On February 21, 2012 The U.S. Chamber of Commerce Institute for Legal Reform (ILR) sent a letter to the DOJ requesting guidance on “several issues and questions of significant concern to businesses seeking in good faith to comply with the FCPA.”  The ILR raised the following issues:

“Instrumentalities”: The ILR sought clarification on what types of entities are considered “instrumentalities” of a foreign government, noting that courts currently treat this issue as a matter of fact for the jury to decide, which results in a “chilling effect on legitimate business activity” and a “costly miscalculation of compliance resources.”  To that end, the ILR suggested that the forthcoming guidance from the DOJ identify the percentage ownership or level of control by a foreign government that ordinarily will qualify as an instrumentality, clarify that in order for a company to be considered an instrumentality it must perform governmental or quasi-governmental functions, and identify any exceptions to the foregoing general principles.  Days before the ILR letter was sent, Senators Klobuchar and Coons sent a letter to the DOJ also requesting guidance on the definition of “instrumentality.”

Compliance programs: The ILR requested that the DOJ and SEC provide guidance regarding what would be considered an effective FCPA compliance program that would merit favorable consideration in enforcement actions.

Parent company liability: The ILR requested clarity on when a parent company may be held liable for a foreign subsidiary’s violations of the anti-bribery provisions of the FCPA.  The ILR noted that the “lack of statutory clarity has been compounded by an apparent difference in enforcement policy between the Department and the SEC,” as the SEC’s approach (charging parent companies with civil violations based on actions by a subsidiary of which the parent is merely ignorant) is contrary to common law principles of corporate liability as well as the statutory language of the anti-bribery provisions.  The SEC’s approach “remains a source of significant concern for U.S. companies with foreign subsidiaries.”
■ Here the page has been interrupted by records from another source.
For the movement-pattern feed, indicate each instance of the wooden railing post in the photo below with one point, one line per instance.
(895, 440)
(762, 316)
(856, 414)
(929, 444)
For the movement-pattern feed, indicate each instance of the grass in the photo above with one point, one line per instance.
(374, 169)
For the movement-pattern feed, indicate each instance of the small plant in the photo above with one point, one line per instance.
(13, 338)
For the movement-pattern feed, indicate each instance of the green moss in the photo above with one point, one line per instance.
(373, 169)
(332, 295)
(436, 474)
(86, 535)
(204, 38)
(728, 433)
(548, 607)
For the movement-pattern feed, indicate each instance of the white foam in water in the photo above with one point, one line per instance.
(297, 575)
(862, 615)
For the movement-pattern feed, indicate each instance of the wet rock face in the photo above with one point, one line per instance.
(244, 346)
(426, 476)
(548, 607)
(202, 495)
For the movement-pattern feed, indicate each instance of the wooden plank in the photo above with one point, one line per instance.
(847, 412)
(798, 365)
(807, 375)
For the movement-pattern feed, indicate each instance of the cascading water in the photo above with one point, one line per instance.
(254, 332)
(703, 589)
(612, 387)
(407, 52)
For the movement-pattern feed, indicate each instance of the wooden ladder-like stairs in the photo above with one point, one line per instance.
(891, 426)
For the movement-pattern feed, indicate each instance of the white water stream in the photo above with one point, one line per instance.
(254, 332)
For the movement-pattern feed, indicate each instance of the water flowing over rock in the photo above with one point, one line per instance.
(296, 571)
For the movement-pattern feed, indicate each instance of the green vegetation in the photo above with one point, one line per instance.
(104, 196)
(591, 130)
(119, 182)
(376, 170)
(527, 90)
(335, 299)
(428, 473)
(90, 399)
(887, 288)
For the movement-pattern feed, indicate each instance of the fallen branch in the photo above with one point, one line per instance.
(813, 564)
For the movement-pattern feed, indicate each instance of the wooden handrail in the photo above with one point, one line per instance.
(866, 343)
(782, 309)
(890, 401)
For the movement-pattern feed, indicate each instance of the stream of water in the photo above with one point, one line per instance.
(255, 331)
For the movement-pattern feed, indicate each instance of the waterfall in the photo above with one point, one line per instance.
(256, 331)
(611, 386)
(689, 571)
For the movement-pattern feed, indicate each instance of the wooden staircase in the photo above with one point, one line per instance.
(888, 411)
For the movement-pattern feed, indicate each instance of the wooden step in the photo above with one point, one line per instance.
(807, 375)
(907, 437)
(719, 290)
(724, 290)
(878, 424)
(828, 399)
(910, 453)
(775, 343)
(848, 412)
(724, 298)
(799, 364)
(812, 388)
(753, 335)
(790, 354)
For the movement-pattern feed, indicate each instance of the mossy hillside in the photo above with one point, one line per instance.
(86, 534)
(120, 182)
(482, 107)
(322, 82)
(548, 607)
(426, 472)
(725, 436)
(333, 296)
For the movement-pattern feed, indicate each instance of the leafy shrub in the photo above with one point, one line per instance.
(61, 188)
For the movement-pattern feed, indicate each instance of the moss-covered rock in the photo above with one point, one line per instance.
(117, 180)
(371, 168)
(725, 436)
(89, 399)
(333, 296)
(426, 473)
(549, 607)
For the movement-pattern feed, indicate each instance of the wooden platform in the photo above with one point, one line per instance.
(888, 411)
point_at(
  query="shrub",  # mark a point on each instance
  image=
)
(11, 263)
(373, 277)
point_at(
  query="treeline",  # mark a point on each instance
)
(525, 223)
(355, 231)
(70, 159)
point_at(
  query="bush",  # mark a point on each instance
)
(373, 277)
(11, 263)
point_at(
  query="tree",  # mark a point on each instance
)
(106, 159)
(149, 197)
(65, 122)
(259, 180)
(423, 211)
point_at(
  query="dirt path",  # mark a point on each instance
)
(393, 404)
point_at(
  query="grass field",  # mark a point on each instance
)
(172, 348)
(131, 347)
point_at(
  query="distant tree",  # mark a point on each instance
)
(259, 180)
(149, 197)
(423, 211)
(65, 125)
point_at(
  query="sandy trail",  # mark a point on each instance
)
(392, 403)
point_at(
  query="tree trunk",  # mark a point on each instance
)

Successor liability:  The ILR requested that the government’s forthcoming guidance outline “reasonable standards for [pre-acquisition] diligence and identify factors that will be considered in determining whether diligence was adequate.”  Additionally, any guidance should provide “realistic” standards for post-acquisition due diligence, as the current guidance requires companies to conduct diligence on a scale “equivalent to a massive internal investigation.”

“De minimis”: Recognizing that the DOJ has stated that it does not prosecute conduct involving de minimis gifts and hospitality, the ILR requested a “clear standard for gifts and hospitality that ordinarily will not be subject to enforcement action.”

Mens rea standard for corporate criminal liability: The FCPA limits an individual’s liability for willful violations, but does not contain any similar language with regard to corporate criminal liability.  The ILR requested that the DOJ clarify its position on the mens rea standard for corporate criminal liability.

Declination decisions: The ILR requested that the DOJ reconsider its practice of not providing information about its decisions to close investigations with no enforcement action.  The ILR noted that knowledge of declinations would be “tremendously useful to companies seeking to comply with the FCPA,” particularly in the development of compliance programs.